I'm working on an iOS application that uses a very common Core Data based tabular view to display items, and when selected, it shows a more detailed view, similar to the Contacts application. The detail view is a generated programmatically grouped table with a custom (defined by nib) view for the header, which has an image and a name. Some of the cells in the table are user cells that have a label name and a text field value. In edit mode, the editable table cells (and the name in the header) have .clearButtonMode set to UITextFieldViewModeAlways to indicate that they are editable.

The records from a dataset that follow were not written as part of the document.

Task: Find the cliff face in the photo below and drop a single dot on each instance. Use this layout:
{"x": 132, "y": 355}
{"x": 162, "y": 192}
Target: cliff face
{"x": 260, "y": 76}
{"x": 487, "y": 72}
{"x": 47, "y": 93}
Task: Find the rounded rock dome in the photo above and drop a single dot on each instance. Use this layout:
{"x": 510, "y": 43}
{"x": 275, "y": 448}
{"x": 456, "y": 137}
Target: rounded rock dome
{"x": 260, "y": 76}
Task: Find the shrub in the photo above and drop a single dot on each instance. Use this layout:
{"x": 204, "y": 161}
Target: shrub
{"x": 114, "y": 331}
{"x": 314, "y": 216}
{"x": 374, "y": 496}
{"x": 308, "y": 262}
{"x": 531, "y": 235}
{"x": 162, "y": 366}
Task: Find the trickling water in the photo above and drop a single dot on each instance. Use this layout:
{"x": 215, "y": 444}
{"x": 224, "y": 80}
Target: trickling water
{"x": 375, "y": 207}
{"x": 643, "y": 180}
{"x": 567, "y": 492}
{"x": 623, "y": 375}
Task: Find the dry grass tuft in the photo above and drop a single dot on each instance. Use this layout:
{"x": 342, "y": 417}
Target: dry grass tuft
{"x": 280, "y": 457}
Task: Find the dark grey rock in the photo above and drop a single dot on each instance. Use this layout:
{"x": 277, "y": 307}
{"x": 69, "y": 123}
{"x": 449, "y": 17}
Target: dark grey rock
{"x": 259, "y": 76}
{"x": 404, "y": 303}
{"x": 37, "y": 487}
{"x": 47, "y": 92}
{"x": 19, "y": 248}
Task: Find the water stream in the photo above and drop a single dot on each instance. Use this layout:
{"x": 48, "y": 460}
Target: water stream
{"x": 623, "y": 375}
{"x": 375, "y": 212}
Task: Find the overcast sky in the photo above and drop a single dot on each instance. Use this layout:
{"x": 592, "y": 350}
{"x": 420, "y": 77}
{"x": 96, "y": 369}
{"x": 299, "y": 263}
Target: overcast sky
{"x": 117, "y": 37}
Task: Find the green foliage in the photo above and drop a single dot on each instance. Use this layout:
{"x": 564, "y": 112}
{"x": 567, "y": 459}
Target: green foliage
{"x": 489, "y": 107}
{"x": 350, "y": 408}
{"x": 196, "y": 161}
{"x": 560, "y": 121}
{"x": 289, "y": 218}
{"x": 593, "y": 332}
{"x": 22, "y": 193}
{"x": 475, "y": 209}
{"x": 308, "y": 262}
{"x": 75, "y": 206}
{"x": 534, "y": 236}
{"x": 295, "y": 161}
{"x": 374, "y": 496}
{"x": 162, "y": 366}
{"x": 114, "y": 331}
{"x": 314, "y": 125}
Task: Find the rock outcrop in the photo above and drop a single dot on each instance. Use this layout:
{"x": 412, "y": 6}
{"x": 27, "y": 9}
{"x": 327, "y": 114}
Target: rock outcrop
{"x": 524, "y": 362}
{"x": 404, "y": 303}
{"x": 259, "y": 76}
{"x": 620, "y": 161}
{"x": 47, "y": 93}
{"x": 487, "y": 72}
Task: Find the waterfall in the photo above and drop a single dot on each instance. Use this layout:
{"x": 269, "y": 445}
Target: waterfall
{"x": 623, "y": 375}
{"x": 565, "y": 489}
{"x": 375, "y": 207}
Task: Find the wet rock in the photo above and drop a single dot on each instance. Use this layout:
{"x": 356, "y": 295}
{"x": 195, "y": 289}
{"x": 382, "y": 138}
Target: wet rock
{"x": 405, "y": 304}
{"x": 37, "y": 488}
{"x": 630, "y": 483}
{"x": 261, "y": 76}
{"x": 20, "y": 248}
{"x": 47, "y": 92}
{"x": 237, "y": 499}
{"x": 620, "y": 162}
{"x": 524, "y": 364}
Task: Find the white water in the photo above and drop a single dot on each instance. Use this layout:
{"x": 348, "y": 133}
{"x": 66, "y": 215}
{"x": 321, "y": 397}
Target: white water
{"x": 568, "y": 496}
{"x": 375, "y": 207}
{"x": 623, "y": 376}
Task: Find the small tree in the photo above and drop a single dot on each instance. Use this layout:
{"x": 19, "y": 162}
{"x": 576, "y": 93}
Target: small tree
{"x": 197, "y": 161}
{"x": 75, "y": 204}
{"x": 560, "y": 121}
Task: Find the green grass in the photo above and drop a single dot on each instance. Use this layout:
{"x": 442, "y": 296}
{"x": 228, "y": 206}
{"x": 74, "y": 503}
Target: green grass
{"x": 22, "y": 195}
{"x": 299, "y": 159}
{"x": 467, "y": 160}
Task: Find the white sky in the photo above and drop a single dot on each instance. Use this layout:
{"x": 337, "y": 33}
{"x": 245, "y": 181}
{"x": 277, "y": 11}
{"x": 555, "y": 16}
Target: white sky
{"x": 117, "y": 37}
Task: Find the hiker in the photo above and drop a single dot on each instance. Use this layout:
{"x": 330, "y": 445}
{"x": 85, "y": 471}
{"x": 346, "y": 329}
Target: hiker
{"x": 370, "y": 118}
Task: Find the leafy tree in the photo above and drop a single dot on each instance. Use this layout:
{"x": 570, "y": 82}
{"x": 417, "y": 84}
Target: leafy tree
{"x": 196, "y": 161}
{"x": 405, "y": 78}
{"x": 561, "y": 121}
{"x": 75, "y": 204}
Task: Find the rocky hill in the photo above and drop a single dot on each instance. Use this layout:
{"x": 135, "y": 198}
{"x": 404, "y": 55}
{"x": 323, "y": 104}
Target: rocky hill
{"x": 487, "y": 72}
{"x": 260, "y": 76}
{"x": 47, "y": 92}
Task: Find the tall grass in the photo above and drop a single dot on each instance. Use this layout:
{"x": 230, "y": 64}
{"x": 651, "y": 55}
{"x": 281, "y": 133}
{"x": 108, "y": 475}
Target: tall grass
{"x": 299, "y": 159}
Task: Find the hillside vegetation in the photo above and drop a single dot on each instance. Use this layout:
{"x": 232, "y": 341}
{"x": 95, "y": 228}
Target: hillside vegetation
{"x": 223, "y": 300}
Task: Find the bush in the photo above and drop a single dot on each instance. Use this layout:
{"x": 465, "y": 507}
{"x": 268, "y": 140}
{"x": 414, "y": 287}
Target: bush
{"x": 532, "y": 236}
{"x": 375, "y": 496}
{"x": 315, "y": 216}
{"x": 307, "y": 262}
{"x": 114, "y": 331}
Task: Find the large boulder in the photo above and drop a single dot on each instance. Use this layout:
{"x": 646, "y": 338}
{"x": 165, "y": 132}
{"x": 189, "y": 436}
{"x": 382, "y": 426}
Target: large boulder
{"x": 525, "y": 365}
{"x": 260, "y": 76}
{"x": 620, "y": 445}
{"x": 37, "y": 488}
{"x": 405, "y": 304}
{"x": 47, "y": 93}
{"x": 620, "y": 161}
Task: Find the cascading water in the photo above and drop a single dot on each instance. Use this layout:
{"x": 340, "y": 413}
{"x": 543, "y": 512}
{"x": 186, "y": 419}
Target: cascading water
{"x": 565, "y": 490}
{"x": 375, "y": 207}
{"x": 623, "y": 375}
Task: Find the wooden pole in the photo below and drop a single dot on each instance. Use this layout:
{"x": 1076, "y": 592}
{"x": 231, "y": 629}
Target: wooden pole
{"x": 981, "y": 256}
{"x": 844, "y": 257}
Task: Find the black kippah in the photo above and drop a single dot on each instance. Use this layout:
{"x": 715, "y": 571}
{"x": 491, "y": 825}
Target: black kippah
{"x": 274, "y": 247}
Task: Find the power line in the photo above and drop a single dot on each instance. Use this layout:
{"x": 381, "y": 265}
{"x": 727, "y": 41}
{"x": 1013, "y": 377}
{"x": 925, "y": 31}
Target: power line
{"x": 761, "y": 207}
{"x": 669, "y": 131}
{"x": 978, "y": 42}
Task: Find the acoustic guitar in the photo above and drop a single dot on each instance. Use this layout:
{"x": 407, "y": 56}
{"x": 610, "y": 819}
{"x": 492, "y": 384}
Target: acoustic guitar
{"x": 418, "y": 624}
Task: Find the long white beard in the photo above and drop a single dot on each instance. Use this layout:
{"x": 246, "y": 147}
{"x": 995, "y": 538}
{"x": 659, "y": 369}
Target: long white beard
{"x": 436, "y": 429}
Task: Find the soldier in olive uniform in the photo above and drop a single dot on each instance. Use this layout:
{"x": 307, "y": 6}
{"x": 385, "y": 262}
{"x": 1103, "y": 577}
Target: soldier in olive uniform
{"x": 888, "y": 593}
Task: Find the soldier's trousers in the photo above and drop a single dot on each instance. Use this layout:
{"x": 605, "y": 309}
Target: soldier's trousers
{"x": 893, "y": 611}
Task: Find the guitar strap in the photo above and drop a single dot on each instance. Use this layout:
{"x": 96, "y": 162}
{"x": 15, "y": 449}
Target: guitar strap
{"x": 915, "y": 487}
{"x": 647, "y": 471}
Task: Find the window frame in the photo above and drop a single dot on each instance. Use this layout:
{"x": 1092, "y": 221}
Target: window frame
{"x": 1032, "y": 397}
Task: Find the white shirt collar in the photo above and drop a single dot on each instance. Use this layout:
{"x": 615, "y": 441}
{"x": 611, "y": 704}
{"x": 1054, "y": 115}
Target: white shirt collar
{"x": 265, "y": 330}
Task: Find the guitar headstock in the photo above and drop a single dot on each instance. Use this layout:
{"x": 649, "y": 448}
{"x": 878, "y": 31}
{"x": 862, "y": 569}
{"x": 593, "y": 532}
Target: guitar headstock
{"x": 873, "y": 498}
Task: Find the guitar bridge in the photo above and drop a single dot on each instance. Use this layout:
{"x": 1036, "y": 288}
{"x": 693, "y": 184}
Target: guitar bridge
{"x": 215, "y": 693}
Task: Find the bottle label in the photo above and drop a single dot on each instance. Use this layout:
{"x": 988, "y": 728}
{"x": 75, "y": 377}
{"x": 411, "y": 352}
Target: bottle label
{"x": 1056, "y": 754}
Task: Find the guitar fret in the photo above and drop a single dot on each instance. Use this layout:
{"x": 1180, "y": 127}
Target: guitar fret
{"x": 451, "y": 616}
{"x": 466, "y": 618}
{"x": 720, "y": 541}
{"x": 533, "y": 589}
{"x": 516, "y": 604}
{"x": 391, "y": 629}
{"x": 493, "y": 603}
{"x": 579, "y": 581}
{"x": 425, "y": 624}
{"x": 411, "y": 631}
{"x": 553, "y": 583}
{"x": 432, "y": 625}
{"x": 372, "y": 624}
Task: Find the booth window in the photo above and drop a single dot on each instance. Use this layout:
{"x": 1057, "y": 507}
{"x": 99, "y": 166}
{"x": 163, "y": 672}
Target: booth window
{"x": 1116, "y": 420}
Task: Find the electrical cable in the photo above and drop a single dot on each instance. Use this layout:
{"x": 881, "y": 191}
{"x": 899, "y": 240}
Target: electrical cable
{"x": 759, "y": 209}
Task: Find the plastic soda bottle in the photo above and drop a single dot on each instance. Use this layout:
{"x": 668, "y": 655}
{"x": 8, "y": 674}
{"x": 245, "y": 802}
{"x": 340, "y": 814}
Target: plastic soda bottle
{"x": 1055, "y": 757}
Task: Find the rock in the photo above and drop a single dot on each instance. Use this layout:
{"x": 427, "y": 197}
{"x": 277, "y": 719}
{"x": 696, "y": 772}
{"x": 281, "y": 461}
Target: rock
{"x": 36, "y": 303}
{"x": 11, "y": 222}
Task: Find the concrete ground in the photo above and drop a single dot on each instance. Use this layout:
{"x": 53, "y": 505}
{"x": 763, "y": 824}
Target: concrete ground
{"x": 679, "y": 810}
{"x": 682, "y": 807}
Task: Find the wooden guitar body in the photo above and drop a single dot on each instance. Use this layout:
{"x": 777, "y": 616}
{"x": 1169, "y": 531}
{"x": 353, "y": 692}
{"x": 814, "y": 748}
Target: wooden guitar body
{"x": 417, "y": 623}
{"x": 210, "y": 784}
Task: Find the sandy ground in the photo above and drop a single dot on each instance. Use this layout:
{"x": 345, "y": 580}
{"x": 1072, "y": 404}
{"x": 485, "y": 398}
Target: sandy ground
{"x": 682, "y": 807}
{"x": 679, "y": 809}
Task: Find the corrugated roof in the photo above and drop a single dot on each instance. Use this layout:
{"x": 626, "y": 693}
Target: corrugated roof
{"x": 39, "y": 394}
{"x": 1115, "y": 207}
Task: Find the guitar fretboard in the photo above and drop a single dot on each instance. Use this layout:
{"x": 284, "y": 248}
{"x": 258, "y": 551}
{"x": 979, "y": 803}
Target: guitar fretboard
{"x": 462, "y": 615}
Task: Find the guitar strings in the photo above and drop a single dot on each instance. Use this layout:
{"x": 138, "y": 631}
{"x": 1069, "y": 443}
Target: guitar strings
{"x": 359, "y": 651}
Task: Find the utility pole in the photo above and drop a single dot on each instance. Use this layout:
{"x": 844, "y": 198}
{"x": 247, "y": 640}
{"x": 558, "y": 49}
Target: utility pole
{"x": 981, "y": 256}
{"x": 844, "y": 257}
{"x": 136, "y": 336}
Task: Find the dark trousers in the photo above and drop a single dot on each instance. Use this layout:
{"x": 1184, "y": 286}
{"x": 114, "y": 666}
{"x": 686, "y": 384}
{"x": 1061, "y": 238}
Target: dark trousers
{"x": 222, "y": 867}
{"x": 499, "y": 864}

I am currently using the same view controller to display detailed information, edit information, and add a new record to the original list.
When a new item is added, the view controller is created using a special init reload, which sets a flag in the view controller to indicate that it is adding a record. This allows it to start in edit mode, and if the edit mode remains, the model view disappears. The right menu button is the usual Edit / Done, and the left is the cancel button. When an existing item is edited, the left button (normal back button) is replaced by the cancel button.
I'm starting to wonder if there is a way to control one controller in three different modes. There are several issues that I'm not sure how to handle.
1) How do I know if editing mode is left by clicking Finish? Is there any action for this? If the cancellation is deleted, the action either cancels itself (add mode) or restores the previous values, exits the editing mode. I suppose I could put a check in my setEditing override to handle it, but there seems to be a better way.
2) When edit mode is entered and I set editable text fields to UITextFieldViewModeAlways, is there any way to animate the appearance of the “X” buttons so that they disappear with the edit indicators on regular cells?